Ask someone about Revolve and he or she will mention the word “influencer.” Revolve treats influencers like most CPG brands treat TV. It has 2,500 influencers and brand partners, and more than 5 million Instagram followers as of June 30, 2018, across Revolve, FORWARD and its private-label brands. It also points to social media-friendly events (it hosted 125 in the year ending in June 2018) such as the #RevolveFestival at Coachella, which more than 400 of the company’s influencers attended. At this event, the company received approximately $1.5 million in sponsorship dollars and gained over 150,000 Instagram followers, acquiring each follower for $10. “We pair this emotional brand marketing with sophisticated, data-driven performance marketing to further drive profitable customer acquisition, retention and lifetime value,” the company stated in its filing.
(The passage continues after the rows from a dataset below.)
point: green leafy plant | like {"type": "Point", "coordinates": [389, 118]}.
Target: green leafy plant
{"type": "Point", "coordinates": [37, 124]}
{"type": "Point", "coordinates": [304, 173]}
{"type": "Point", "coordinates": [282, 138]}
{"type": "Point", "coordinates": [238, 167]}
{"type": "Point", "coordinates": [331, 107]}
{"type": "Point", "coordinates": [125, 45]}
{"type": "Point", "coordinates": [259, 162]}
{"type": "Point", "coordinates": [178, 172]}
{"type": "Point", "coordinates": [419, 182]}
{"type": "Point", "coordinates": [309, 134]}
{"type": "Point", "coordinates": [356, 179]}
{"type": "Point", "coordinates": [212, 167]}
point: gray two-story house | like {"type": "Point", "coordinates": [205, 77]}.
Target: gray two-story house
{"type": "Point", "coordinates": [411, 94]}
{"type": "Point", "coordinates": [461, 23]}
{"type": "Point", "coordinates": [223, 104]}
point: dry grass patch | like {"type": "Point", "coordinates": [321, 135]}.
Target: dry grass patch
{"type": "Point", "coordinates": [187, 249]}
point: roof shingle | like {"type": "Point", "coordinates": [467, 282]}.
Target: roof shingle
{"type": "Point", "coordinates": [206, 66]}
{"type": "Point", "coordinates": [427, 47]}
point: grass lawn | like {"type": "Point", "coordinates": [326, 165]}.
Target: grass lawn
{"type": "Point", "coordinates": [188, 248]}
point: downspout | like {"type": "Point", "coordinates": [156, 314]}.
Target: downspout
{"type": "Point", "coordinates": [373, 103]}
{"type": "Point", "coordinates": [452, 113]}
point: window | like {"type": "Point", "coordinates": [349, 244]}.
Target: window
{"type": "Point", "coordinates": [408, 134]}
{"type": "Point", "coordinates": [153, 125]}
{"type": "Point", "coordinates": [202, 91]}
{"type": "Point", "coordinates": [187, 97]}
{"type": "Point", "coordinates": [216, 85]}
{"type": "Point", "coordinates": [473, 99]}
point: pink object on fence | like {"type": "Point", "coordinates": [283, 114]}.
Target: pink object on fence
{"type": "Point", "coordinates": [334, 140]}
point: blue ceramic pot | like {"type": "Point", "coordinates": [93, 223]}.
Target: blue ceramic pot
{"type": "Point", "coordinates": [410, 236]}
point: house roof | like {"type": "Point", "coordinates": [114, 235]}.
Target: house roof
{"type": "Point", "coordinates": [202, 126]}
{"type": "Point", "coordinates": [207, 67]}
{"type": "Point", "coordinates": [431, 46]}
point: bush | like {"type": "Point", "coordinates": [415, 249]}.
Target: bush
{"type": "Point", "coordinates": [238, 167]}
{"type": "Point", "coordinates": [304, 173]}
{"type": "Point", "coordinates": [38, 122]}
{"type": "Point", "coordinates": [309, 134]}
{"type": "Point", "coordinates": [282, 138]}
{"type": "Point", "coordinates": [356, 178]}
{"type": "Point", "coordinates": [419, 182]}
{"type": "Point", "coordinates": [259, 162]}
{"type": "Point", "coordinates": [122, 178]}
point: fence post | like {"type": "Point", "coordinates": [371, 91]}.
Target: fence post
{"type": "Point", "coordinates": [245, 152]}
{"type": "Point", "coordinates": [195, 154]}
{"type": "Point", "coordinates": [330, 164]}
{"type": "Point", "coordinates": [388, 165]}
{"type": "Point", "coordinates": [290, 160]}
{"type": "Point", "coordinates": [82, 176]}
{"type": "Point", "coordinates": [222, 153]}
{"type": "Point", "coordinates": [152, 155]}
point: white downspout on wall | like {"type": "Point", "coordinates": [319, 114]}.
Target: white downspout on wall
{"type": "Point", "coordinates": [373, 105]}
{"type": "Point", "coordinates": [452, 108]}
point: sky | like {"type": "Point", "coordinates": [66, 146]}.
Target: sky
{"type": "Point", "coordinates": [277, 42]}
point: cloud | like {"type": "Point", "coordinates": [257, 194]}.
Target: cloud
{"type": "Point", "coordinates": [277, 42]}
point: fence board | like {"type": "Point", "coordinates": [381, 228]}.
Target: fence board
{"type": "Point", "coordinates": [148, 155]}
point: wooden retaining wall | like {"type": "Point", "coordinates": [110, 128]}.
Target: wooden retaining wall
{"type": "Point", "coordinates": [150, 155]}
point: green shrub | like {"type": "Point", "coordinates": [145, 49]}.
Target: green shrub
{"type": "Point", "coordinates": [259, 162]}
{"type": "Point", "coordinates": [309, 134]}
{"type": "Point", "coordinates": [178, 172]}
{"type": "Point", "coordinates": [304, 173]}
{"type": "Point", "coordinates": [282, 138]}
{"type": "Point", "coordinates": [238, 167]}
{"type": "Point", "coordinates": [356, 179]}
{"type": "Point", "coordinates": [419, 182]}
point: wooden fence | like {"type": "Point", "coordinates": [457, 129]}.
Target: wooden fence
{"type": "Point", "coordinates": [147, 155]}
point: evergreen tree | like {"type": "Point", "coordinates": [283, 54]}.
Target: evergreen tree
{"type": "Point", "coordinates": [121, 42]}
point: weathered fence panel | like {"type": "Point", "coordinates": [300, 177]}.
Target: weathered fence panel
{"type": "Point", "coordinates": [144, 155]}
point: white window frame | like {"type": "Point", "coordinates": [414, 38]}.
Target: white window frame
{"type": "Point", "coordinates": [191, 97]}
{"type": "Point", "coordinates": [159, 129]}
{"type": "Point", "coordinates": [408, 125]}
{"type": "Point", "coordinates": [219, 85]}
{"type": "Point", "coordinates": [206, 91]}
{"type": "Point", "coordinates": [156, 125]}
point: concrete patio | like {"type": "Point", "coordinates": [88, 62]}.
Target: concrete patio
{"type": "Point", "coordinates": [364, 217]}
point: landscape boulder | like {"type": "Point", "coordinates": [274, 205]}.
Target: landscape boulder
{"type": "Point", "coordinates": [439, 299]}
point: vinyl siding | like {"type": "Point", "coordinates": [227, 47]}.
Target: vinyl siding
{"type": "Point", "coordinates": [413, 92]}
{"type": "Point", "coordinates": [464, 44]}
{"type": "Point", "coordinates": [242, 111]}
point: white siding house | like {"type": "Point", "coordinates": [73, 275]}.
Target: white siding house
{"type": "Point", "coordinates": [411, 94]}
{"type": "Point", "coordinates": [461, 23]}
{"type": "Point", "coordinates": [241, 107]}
But the 75% of the marketing budget spent on performance marketing, which helps Revolve close sales, is really what makes all the difference. Brand marketing needs to be converted into sales with performance marketing, and this is where Revolve is well-poised at both the top and the bottom of its marketing funnel. Even so, it will be important to watch rising costs in this area, which could harm this marketing strategy’s long-term effectiveness.

Capital efficiency

All of this work is even more impressive given that Revolve has only raised $15 million to date from a single outside investor, TSG Consumer Partners. This is a drastically minimal amount of venture capital compared to Yoox Net-a-Porter, which has raised $118.7 million since its 2000 founding and Farfetch, which has raised $701.5 million since its 2008 founding. Farfetch has $386 million in revenue in 2017—less than Revolve—but it raised almost 47x more money. Revolve has been profitable 14 out of its 15 years of existence, which is impressive, and it plans to use its cash flow to continue funding the business.

Going Forward

While Revolve positions itself as the anti-Amazon, a lot of the engine under the hood looks and feels like the largest ecommerce platform. Like Amazon, Revolve relies heavily on data-driven operations to power its merchandising decisions, and, crucially, the development of its own private labels. Both companies understand the power of free cash flow and use it to minimize dilution and grow their businesses. Where they diverge is in the look and feel of their websites, where Revolve takes the lead and Amazon falls behind, not to mention the former’s ability to attract a young, coveted audience.

But as Amazon continues to find its footing in the fashion and contemporary apparel space, Revolve might have exactly what it needs and importantly share an ethos that would allow both cultures to co-exist and learn from one another. Maybe it’s time for Bezos to attend #RevolveFestival at Coachella and slide into Revolve’s DMs.